Timothy Tompkins perceives and deals with the social, personal, and cultural problems of reality (the here and now) by uniting himself to the force of the tradition of images. He takes his subjects from the media (magazines, the Internet etc.) or from his own photos; these are later transferred onto aluminium in layers of industrial paints which are never mixed but are superimposed in veils of colour. Using photography as his reference point, he plays with diverse levels of meaning by making the work progressively waver between the vagueness of the painting and the sharpness of the photography.
After Friedrich, After Corot, After Turner, After Latour etc. are not, then, a simple inventory or a mere quotation of figures taken from art history, but a rediscovery of the very roots of painting, the intrinsic sources of working.
“It is as though Tompkins really wanted to undertake an action of distancing himself from the weight of the (mass media) world: in fact he is not content with a first glance or the brazen flash of news items but, instead, he searches for an image in which there agitate and act chains of gestures imprinted by time, dressed in memorial traces”.

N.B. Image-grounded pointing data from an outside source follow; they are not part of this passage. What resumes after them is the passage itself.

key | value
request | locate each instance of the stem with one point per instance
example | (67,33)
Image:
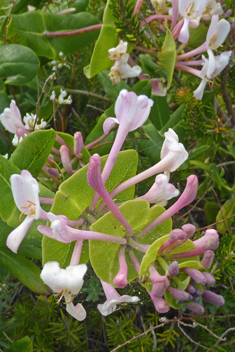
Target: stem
(88,94)
(72,33)
(76,253)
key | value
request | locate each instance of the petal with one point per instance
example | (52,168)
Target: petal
(184,33)
(16,236)
(78,311)
(109,123)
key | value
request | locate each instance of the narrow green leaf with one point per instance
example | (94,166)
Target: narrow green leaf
(167,56)
(28,29)
(18,64)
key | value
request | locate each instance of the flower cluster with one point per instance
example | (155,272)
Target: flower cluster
(168,264)
(11,120)
(182,15)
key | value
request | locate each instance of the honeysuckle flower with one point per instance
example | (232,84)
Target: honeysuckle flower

The aim of his reference to the history of art is not that of recuperating and reproducing the work of a certain artist, but of continually inventing a new way of seeing, of immersing himself in questions of language, of discovering unusual formal definitions. So we can understand just how all Tompkins’ actions are dictated by a kind of archaeological model or, rather, how such a model develops through layers or, in other words, through the depths of materials.